Une décennie après le creux de la crise financière de 2008-2009, quelles leçons avons-nous retenues ?
Sébastien Galy, Senior Macro Strategist chez Nordea Asst Management
La grande crise financière nous a fait prendre conscience de la complexité du système financier mondial. Beaucoup de monde était convaincu de l’arrivée d’une crise, mais l’ampleur des effets de levier et des interconnexions a surpris beaucoup d’entre nous. La réglementation avait permis de mettre au point des produits à fort effet de levier difficiles à valoriser, laissant les banques porter dans leur bilan des actifs de mauvaise qualité résultant d’activités de trading, de hedging et d’investissements risqués. Dans certains cas, il faudra encore des années pour éponger les pertes liées à ces créances irrécupérables, du fait que les régulateurs découragent désormais la détention d’actifs complexes à fort effet de levier et ont renforcé les exigences de liquidité. En conséquence, certains produits très complexes ont disparu tandis que certaines activités ont été transférées à des acteurs du shadow banking pour externaliser les risques.

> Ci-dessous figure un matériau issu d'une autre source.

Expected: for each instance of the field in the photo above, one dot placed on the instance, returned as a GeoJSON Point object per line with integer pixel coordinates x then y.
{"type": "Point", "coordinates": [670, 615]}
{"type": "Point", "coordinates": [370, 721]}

La Fed, la BCE et les autres banques centrales sont intervenues pour soutenir l’économie et absorber les risques. Elles ont mis en place des programmes d’assouplissement quantitatif et ont parfois abaissé leurs taux directeurs en allant en territoire négatif. La pile de dettes et de crédit immobilier qui en résulte rappelle l’éclatement de la bulle immobilière japonaise. Tant que les banques centrales parviennent à maintenir un rythme de croissance décent, ces bulles potentielles devraient se dégonfler de manière gérable, comme c’est le cas aux États-Unis. Cependant, le risque est que les taux bas conduisent certains pays, tels que l’Italie, à ne pas se réformer avant qu’il soit trop tard, ce qui risquerait d’entraîner une réapparition du risque souverain.
Au cours des dix années qui ont suivi la chute des marchés, nous avons acquis de puissants outils de politique monétaire (assouplissement quantitatif, forward guidance, etc) qui ont permis de soutenir l’économie mondiale. Le danger réside désormais dans les conséquences encore inconnues des outils qui ont été ou seront introduits, y compris l’instauration d’un objectif d’inflation temporairement plus élevé.